E(3)-equivariant models cannot learn chirality: Field-based molecular generation

TL;DR

This paper demonstrates that E(3)-equivariant models cannot learn molecular chirality and introduces a novel field-based representation to effectively incorporate chirality in molecular generation tasks.

Contribution

The authors prove the limitations of E(3)-equivariant models in learning chirality and propose a new field-based approach that captures chirality while maintaining competitive performance.

Findings

E(3)-equivariant models cannot learn chirality.

Field-based representation captures all molecular geometries including chirality.

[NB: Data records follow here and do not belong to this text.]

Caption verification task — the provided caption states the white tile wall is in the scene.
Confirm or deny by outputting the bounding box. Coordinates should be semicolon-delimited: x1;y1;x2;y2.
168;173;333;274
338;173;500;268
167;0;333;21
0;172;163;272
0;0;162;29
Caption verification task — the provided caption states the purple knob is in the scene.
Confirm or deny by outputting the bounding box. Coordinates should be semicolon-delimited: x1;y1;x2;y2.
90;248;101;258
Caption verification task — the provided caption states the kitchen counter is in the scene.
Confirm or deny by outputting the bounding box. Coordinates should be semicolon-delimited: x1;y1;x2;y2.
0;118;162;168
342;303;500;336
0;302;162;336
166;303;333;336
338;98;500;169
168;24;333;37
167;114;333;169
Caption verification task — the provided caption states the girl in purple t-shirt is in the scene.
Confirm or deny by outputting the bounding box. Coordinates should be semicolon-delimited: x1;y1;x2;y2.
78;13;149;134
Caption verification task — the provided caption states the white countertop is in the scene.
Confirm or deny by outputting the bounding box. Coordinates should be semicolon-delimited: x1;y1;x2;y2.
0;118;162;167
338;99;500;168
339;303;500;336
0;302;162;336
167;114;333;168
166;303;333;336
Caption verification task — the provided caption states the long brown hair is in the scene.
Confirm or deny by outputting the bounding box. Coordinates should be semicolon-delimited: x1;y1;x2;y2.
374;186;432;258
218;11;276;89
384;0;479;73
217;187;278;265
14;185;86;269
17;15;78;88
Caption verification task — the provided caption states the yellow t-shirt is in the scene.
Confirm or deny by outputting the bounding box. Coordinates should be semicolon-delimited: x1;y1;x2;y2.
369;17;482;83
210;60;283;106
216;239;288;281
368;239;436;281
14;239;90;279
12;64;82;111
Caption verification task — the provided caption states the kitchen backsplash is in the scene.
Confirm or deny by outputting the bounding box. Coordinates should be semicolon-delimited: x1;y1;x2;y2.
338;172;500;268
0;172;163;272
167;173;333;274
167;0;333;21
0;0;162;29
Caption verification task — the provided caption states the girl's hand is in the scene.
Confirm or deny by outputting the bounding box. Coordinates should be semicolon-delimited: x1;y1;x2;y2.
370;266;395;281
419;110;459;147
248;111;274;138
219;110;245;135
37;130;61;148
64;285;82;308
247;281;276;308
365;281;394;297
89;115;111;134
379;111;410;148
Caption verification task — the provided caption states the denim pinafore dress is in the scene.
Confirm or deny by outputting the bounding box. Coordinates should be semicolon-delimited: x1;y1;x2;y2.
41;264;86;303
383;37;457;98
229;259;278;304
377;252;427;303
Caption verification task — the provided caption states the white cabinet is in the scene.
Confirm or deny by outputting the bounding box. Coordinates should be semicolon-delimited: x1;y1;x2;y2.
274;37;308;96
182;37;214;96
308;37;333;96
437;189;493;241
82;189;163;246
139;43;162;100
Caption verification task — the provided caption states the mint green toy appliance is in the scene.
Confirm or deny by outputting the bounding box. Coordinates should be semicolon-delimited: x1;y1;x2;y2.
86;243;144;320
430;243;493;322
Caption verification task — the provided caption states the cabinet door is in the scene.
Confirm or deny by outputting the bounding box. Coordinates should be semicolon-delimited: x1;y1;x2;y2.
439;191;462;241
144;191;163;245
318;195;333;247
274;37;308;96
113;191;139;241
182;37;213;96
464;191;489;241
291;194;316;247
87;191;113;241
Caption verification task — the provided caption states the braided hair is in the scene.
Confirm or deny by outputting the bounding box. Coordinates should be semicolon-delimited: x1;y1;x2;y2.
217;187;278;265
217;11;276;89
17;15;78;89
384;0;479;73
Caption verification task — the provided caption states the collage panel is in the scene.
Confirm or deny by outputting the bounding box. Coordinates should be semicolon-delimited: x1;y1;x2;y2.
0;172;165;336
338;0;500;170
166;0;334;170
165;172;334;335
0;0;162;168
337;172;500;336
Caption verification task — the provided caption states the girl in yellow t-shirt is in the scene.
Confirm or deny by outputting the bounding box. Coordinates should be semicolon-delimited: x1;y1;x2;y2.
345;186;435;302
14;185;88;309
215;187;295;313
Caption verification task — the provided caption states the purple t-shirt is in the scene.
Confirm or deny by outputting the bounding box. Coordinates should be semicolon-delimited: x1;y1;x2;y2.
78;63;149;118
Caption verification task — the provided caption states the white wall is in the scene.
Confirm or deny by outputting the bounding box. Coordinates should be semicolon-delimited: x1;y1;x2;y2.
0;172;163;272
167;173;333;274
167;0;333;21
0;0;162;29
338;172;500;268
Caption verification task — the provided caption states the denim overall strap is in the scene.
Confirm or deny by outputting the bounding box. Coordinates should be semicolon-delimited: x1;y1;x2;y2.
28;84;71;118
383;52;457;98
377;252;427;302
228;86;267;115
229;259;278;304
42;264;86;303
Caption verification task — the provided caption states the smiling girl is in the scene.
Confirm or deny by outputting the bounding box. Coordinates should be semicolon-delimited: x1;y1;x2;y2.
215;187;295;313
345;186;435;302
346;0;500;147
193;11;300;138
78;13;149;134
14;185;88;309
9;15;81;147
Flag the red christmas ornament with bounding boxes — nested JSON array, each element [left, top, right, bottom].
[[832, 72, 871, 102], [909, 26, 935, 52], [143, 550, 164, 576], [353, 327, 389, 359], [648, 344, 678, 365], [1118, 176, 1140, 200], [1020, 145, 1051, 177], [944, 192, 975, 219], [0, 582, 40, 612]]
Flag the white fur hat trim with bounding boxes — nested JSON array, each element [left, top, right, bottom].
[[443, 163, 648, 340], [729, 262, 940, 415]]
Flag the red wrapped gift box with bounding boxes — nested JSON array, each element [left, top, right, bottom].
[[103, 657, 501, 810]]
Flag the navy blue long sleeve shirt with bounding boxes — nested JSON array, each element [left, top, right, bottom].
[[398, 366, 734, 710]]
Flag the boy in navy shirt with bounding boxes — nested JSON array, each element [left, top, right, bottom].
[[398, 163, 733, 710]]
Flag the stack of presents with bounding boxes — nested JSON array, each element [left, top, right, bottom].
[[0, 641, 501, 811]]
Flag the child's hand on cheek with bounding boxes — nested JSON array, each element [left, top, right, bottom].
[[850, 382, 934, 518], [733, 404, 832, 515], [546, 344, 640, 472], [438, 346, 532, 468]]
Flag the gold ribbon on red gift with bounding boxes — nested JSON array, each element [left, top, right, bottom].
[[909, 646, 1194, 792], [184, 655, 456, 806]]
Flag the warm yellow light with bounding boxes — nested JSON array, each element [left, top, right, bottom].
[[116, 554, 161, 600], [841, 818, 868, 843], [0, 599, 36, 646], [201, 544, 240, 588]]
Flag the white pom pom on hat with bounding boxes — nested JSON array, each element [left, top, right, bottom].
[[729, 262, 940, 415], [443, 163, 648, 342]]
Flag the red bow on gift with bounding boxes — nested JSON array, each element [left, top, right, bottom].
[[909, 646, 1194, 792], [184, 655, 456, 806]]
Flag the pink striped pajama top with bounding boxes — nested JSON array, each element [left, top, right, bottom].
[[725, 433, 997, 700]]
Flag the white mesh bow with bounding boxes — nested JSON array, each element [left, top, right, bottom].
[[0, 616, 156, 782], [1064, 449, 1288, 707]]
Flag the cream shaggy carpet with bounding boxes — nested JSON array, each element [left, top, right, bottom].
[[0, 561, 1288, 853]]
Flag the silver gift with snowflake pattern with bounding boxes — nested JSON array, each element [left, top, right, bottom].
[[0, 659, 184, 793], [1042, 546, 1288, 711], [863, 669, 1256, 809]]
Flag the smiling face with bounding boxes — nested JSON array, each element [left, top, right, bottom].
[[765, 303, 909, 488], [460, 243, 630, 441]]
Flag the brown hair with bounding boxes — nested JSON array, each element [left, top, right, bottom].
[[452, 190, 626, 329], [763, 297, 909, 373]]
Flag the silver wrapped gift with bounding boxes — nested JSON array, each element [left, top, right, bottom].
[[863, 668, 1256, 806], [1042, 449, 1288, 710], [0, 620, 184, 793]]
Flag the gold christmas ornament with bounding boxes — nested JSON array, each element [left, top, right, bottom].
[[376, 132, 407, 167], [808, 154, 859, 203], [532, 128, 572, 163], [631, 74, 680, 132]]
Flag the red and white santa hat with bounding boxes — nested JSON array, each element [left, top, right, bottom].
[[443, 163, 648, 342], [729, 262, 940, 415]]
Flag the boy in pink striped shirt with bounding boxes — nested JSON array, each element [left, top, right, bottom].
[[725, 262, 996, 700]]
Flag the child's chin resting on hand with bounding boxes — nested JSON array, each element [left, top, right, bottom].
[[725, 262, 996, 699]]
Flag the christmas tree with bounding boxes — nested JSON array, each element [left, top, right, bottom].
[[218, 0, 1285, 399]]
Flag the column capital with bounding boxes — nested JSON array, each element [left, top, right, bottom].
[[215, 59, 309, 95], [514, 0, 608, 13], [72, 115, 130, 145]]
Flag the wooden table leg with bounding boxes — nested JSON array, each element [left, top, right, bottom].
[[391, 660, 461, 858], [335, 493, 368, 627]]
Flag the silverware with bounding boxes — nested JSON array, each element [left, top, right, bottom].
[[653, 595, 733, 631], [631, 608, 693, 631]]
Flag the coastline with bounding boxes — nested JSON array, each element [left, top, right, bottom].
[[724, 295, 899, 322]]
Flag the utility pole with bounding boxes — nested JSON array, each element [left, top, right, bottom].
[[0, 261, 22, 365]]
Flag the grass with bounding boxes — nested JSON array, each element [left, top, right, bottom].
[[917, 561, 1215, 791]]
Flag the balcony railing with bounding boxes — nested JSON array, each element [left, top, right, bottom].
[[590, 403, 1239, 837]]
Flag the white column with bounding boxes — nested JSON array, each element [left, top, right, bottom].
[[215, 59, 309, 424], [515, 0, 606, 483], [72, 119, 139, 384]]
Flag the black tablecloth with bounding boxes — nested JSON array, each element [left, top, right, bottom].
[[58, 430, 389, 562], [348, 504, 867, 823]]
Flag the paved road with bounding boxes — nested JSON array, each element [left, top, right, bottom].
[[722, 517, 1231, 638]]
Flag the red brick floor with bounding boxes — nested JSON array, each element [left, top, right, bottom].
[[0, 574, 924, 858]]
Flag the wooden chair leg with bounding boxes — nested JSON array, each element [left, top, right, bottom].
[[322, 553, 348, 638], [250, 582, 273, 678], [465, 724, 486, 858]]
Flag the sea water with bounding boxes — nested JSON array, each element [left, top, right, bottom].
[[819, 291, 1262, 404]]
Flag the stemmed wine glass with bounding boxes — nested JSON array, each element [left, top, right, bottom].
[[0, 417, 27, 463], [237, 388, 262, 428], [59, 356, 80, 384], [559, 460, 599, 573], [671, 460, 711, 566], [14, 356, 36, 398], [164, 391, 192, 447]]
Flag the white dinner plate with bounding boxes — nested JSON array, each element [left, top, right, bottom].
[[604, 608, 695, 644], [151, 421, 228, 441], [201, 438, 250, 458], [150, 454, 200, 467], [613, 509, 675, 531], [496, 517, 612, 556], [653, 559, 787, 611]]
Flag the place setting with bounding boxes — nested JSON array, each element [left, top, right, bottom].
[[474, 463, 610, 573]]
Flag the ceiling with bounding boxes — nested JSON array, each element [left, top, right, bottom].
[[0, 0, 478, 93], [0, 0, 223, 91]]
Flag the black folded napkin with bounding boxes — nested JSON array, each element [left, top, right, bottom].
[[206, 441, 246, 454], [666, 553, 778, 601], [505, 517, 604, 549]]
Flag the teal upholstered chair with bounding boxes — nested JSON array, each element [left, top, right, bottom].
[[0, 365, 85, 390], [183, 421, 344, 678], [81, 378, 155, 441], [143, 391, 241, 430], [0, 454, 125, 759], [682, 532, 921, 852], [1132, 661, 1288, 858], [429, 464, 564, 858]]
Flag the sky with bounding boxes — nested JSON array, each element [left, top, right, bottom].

Proposed model achieves competitive benchmarking results.

Abstract

Obtaining the desired effect of drugs is highly dependent on their molecular geometries. Thus, the current prevailing paradigm focuses on 3D point-cloud atom representations, utilizing graph neural network (GNN) parametrizations, with rotational symmetries baked in via E(3) invariant layers. We prove that such models must necessarily disregard chirality, a geometric property of the molecules that cannot be superimposed on their mirror image by rotation and translation. Chirality plays a key role in determining drug safety and potency. To address this glaring issue, we introduce a novel field-based representation, proposing reference rotations that replace rotational symmetry constraints. The proposed model captures all molecular geometries including chirality, while still achieving highly competitive performance with E(3)-based methods across standard benchmarking metrics.